On Monday the Human Rights Campaign, the largest national lesbian, gay, bisexual and transgender civil rights organization, announced the winners in its second-annual Scholarship & Mentorship Program for Religion and Theological Study. The goal of the HRC’s Religion and Faith Program is “to ensure that no one should have to choose between their faith, their sexuality and their gender identity.” The 2011 Dissertation Scholarship was awarded to Megan Goodwin, a doctoral candidate in Religion and Culture at the University of North Carolina at Chapel Hill. Goodwin’s winning dissertation is entitled “Captive Bodies, Queer Religions: Scripting American Religious Intolerance,” and “focuses on masculinity and religious intolerance in contemporary America.”
I was able to briefly speak to Goodwin about the award, and here’s what she had to say:
“I’m honored to receive the award, and look forward to working with the HRC’s mentorship program. My research explores the crucial role sexuality plays in constructing American religious intolerance. As a queer Pagan scholar, I’m committed to writing about religious and sexual difference — I feel fortunate that the Human Rights Campaign wants to invest in that work.”
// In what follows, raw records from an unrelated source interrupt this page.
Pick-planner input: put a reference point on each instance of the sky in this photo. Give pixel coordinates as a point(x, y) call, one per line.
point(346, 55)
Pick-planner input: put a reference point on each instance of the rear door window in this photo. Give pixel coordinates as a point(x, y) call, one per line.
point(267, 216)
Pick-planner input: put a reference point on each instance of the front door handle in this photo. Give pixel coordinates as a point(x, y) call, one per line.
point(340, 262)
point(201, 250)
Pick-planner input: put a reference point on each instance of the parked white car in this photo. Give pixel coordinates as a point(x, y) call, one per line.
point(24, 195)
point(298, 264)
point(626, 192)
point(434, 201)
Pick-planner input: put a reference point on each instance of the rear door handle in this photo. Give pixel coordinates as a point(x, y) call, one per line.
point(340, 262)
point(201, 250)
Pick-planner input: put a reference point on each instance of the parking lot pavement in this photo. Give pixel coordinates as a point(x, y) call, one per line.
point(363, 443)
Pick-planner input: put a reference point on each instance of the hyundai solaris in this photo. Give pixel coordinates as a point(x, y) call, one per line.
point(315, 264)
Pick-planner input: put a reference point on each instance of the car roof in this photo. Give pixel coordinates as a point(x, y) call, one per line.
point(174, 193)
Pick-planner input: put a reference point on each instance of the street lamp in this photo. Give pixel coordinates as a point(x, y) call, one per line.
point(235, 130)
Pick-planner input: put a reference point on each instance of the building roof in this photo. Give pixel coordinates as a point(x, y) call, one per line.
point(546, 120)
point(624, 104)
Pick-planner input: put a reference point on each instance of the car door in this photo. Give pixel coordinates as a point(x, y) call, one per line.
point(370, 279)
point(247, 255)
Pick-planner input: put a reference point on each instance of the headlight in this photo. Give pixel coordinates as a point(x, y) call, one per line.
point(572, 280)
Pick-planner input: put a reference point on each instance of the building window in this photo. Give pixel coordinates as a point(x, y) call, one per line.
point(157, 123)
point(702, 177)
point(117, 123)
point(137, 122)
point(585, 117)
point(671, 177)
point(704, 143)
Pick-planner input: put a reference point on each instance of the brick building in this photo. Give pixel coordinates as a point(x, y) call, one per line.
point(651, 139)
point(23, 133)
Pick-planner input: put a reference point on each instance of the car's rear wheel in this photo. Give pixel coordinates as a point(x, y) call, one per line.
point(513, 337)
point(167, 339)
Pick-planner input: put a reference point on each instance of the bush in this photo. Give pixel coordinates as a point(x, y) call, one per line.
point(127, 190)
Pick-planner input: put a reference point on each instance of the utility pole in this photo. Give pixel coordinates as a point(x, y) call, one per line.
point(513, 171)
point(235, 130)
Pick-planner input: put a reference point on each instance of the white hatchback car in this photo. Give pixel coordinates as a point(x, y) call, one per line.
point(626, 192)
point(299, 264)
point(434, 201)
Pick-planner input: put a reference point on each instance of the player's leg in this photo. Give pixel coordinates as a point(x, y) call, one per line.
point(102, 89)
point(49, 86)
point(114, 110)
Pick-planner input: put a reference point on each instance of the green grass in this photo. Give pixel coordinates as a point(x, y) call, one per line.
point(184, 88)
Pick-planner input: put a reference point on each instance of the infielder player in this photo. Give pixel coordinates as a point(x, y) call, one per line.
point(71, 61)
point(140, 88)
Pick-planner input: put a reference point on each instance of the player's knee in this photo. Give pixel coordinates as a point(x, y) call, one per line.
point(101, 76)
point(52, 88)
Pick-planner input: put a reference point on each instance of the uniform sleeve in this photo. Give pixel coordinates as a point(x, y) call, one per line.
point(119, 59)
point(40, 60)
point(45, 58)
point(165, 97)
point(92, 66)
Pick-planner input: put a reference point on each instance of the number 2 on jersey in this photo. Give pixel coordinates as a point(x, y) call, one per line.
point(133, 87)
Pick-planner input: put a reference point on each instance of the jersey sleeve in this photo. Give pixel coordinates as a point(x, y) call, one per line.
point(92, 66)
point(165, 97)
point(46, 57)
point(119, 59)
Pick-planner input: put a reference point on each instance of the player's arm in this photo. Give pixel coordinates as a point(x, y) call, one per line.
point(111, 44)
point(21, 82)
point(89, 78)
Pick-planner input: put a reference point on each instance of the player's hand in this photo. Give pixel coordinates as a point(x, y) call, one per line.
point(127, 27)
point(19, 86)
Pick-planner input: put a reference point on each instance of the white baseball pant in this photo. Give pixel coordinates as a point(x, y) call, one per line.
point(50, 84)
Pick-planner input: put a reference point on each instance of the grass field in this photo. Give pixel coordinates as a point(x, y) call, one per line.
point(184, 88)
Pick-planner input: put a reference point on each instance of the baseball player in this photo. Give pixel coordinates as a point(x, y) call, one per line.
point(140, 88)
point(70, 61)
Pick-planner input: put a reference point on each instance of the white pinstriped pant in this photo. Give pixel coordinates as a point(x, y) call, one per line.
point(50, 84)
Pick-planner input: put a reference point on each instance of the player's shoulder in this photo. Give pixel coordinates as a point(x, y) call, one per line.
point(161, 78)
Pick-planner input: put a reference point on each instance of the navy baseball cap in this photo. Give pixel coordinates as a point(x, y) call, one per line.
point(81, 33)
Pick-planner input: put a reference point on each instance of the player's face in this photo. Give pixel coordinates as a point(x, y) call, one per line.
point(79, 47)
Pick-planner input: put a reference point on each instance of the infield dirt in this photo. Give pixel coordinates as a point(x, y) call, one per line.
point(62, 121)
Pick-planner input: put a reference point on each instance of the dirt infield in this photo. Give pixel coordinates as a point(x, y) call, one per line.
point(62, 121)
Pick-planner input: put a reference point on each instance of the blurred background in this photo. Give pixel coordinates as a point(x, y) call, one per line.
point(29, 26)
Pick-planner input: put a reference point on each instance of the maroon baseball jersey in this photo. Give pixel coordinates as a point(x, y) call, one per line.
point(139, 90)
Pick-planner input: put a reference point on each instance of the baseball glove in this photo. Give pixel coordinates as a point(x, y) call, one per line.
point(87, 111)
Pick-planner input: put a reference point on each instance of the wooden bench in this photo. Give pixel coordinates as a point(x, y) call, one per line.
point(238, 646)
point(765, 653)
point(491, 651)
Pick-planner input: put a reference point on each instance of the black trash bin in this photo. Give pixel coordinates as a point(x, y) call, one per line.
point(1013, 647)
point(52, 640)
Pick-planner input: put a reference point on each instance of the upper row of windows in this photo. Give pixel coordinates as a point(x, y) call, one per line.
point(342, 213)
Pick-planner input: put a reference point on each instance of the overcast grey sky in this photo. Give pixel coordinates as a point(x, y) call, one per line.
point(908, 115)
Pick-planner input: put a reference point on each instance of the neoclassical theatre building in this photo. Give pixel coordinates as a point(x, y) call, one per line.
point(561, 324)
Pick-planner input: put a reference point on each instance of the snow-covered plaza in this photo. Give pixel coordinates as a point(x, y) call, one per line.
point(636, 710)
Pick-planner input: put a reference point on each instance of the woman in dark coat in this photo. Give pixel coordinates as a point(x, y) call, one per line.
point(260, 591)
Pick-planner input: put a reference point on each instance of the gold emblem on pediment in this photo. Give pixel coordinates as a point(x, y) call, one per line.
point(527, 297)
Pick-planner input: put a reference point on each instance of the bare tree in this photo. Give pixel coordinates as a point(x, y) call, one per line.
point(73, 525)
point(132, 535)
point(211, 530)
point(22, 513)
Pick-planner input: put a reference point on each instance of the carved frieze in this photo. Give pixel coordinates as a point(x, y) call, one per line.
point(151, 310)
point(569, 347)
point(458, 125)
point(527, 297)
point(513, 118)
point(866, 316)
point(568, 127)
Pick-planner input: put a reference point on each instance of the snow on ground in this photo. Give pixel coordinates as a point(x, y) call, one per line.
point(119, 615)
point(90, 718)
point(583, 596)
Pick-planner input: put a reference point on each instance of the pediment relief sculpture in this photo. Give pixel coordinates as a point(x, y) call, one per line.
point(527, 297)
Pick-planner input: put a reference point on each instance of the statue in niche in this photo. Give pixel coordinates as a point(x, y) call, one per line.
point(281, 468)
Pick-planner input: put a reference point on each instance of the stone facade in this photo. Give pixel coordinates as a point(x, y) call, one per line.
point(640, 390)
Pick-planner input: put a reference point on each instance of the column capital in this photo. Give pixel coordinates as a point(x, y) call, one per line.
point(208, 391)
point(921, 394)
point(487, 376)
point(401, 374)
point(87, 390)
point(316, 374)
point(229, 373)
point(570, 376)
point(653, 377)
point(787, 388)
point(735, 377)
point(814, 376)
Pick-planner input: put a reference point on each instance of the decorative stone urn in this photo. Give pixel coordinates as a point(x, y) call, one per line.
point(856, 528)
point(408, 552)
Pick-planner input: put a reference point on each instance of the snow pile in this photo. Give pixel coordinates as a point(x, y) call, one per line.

The dissertation scholarship includes a stipend of up to $15,000, free attendance to the HRC’s Summer Intensive, a mentor from outside their seminary, and assistance from the HRC’s Religion and Faith Program in presenting their research at universities, conferences and LGBT gatherings. This win for Goodwin is not only a boost for her academic career, but is a step in legitimizing perspectives and scholarship from religious minorities in the United States. Contemporary Pagan religions have often been at the forefront of recognizing the inherent dignity and worth of all individuals regardless of gender or orientation, and our theologies can be a vital part of the HRC mission to “cultivate a new understanding of sexual orientation, gender identity and religion and effectively counter the repressive environment in which so many students are currently trained.”
News of Goodwin’s award has already started to spread through Pagan scholar networks, and Christine Hoff Kraemer, Ph.D., the department Chair of Theology and Religious History at Cherry Hill Seminary, the premier distance-learning institution for professional Pagan ministry, released a statement on the occasion.
“It’s fantastic that the Human Rights Campaign recognizes the important role that non-mainstream religions are playing in our culture’s thinking about sexuality. Megan Goodwin’s research stands to make a valuable contribution, not just to academic Pagan studies, but to religion and sexuality studies in general.”
Academic scholarships by any number of organizations and institutions are awarded every year, but I think this specific award is significant for our communities. Not simply because Megan Goodwin is Pagan, but because her work was singled out by a highly visible and politically active organization that sees Goodwin as part of a larger mission to change our religious culture. The HRC is up front is wanting to change “how pastors, rabbis, and others of deep faith approach religion and LGBT Equality,” to create a paradigm shift in how they approach “sexuality and gender identity in their congregations and classrooms.” Her selection by the Human Rights Campaign Foundation LGBT Scholarship and Mentorship program for Religious and Theological Study sends a message that Pagan voices, and by extension Pagan theologies, are an important part of that process. My congratulations go out to Megan Goodwin. I’m hoping to spotlight her work here at The Wild Hunt soon.